The Origins of Giant Miscanthus

The genus Miscanthus includes approximately 20 species. The name comes from the Greek mischos meaning “stalk” and anthos, “flowers.” Grasses in this genus are called Maiden Grass, Chinese Silver Grass, Japanese Silver Grass, Susuki Grass, or Eulalia Grass.

Miscanthus is native to Asia. It is found in China, Japan, Taiwan, and Korea in meadows, marshes, hillsides, and abandoned areas, near active volcanoes, in poor soil and on mountainsides up to 1500 metres. It is a dominant species in Japan’s grasslands. Known as Susuki Grass, its blooms are considered a sign of autumn. Cattle use it for fodder and it is a main component of thatched roofs. Children make play toys out of the fluffy blooms, and its fibers are made into paper.

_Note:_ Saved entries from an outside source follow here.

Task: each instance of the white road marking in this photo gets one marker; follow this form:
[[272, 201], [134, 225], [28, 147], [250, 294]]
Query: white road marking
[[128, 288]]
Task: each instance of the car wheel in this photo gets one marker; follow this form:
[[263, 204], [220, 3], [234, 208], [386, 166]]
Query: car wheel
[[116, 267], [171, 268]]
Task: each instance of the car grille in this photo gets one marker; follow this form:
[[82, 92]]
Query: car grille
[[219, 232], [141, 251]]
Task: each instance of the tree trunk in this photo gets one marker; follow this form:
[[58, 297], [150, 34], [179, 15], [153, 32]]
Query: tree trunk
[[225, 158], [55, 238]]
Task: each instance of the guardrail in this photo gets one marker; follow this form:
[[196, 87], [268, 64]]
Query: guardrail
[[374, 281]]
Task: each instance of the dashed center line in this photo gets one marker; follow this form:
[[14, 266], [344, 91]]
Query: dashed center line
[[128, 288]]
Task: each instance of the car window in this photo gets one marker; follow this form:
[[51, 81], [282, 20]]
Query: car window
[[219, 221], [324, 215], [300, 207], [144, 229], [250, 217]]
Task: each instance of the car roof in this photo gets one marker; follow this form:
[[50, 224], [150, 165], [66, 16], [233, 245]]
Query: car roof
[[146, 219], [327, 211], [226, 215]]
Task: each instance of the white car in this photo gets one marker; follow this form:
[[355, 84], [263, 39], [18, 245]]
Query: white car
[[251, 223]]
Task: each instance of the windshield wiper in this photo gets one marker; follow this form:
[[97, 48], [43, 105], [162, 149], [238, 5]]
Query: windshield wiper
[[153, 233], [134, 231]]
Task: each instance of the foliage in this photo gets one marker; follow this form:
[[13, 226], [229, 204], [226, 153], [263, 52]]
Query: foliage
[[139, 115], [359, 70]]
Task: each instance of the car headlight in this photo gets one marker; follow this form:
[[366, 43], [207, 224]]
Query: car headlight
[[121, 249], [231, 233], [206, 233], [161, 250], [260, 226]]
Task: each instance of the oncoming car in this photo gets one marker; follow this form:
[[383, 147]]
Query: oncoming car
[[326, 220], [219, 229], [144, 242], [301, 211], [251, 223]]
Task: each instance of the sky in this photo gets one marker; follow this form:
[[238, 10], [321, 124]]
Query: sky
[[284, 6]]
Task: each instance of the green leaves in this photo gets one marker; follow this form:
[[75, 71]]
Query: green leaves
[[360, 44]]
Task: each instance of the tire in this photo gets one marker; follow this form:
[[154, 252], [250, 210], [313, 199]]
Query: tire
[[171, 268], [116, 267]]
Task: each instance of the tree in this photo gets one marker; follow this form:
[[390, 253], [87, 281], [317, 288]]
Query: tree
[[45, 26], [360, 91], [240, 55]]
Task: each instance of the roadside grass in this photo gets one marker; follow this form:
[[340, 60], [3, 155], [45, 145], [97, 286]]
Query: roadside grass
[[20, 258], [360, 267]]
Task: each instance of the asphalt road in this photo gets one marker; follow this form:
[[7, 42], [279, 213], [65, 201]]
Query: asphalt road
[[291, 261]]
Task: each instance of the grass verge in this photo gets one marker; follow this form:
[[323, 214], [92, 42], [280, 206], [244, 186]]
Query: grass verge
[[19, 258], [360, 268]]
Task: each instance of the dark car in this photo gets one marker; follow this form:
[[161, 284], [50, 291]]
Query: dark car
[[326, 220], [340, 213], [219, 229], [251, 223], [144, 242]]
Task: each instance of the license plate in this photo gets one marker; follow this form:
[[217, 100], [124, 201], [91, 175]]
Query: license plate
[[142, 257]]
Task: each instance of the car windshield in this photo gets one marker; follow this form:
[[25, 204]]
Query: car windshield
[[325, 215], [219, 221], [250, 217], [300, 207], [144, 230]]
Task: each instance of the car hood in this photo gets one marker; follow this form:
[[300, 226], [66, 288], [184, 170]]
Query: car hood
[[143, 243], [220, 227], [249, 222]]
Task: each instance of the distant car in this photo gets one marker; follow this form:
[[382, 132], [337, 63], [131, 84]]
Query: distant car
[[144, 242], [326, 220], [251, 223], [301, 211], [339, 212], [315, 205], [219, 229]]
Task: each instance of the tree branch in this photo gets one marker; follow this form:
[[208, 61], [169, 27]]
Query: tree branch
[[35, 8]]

Miscanthus x giganteus is a sterile hybrid reaching heights of 3.5 – 4.0 metres each season, once it is established. It is believed to be a hybrid of Miscanthus sinensis, native to China, and M. sacchariflorus, native to Japan. In Spring, fluffy, fan-like plumes emerge and as Winter approaches the foliage turns from green to a deep burnt orange which fades to tan.

The Miscanthus being grown and used in New Zealand is a sterile, naturally occurring hybrid of two Miscanthus species whose ranges overlap in Japan. We have two clones in New Zealand – one that was obtained from the USA and one that was obtained from the UK – and both seem to be very suitable to New Zealand conditions.